Several small retrospective studies have specifically examined aortic remodeling following endovascular procedures to promote the false lumen thrombosis, after TEVAR in cTBAD [42-44]. Pellenc et al. has presented there experience in 27 patients with chronic aortic dissection. Twenty patients presented with type B chronic aortic dissections (74.1%) and seven presented a residual type A chronic aortic dissections (25.9%). Embolization devices included coils and vascular plugs. The technical success rate was 100%. Complete spinal cord ischemia was observed in one patient (3.7%). There was one hospital death from pneumonia. FL thrombosis was observed in 81.5% of patients. Five patients required two or more embolization procedures, leading to a high rate of complete FL thrombosis (92.6%). The maximum thoracic aortic diameter significantly decreased [45]. Miletic K et al. published also there results on 51 patients with chronic dissection. Devices included a combination of devices. Significative mean maximum aortic diameter and FL diameter decrease, was observed with a true lumen expansion. FL thrombosis with ³ 10% decrease in diameter and ³ 10% increase in true lumen diameter was achieved in 39.2%. Nine patients progressed after the first embolisation: persistent FL flow with increase in aortic diameter and underwent repeat embolization with complete thrombosis (n=4) or open thoracoabdominal completion (n=5). 51% had indeterminate response: FL thrombosis without change in maximum diameter. 12% had complete obliteration of the entire FL. At last follow-up, 42 (82%) patients were alive [46].

In our experience, 59 ancillary endovascular procedures were performed, using different techniques, for aneurysmal expansion in 93.2% of cases or symptomatic dissection in 6.8% of cases (respectively aortic rupture (3.4%), malperfusion syndrome (1.7%), or recurrent pain, (1.7%)). Technical success was observed in all cases with a mean of 1,7 interventions by patient. No stroke or spinal cord ischemia was observed. At the end of the follow-up with a median follow-up time of 60.7 months [44,4-76,8], positive remodeling was obtained in 85.7% of cases with a complete false lumen thrombosis in 25,7%, and diameter reduction or stability in 93.2% of cases at the thoracic aortic level [47].
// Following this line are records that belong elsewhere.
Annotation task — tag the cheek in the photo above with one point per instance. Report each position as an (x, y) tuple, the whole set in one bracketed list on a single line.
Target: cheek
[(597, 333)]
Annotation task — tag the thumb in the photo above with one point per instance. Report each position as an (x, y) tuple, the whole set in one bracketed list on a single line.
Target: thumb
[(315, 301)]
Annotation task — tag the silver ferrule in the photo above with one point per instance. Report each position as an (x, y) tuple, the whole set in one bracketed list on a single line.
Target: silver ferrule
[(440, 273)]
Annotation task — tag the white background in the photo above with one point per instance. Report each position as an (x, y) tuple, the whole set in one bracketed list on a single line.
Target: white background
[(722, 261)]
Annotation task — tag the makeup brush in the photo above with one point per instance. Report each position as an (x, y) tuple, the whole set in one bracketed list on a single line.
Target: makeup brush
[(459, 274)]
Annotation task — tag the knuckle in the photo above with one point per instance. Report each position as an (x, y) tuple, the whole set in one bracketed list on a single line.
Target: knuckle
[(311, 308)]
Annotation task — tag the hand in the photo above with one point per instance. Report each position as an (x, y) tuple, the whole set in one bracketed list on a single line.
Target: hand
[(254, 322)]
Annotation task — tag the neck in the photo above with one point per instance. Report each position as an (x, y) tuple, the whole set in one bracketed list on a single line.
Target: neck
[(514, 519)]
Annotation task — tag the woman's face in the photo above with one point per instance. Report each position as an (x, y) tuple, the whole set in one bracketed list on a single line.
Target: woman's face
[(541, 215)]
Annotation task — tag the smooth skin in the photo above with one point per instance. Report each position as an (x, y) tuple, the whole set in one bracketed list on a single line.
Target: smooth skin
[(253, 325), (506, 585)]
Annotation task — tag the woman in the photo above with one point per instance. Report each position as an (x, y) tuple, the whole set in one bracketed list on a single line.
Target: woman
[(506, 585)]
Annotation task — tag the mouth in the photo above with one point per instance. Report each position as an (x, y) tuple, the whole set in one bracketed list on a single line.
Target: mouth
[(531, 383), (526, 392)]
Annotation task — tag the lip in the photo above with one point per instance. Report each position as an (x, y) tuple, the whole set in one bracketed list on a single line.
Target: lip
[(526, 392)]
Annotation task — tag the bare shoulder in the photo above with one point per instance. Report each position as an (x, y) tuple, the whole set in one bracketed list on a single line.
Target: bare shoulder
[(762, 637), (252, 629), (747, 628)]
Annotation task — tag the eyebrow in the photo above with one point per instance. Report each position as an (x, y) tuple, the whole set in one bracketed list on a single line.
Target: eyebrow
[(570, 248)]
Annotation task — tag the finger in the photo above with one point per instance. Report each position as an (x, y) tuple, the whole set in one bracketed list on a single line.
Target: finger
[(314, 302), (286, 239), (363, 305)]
Finally, a systematic review was published by Spanos et al. [48]. One hundred one patients either after open repair of a TAAD (n = 40) or after cTBAD (n = 61) underwent an endovascular procedure for intentional FL occlusion. Thirty-one (78%) patients with TAAD and fifty-one (83%) with cTBAD were treated electively. Four main techniques were used: (1) the candy-plug (19/101), (2) the knickerbocker (3/91), (3) the "cork in the bottle neck" technique (2/101), and (4) FL embolization with combined use of coils, onyx, plugs, and glue (77/101). The technical success rate was 100%, with a 30-day mortality rate of 2.5% in TAAD and 0% in cTBAD patients. During follow-up (ranging: 2 to 63 months), the mortality rate was 0% and 7.1% in TAAD and cTBAD patients, respectively. The FL remained completely thrombosed in 78% of TAAD and 62% of cTBAD patients, whereas it was partially thrombosed in 3 and 2 patients, respectively.

6. Conclusions

Aortic dissection is a diverse pathology with various patterns of complications, anatomical extension, and chronic development. The current literature clearly underlines the need for a tailored therapeutic approach to this disease, based on the characteristics of each patient and their pathology. The principle in chronic aortic dissection should be to exclude the false lumen from flow and pressure and to achieve thrombosis of the false lumen. For patients with aortic dissection extending into the abdomen, endovascular treatment of the thoracic segment can be a first step, but seems rarely to offer a final solution. Open surgery and complex aortic endografting are limited by either high technical and logistic demands or high rates of mortality and morbidity. False lumen endovascular techniques offer less invasive therapy strategies with promising early results. A staged aortic repair strategy with timely successive treatment of persistent flow within the thoracic false lumen causing complications are mandatory. Improved imaging techniques for assessment of false lumen flow and distal entry tears have the potential to further guide the need for reintervention in these patients.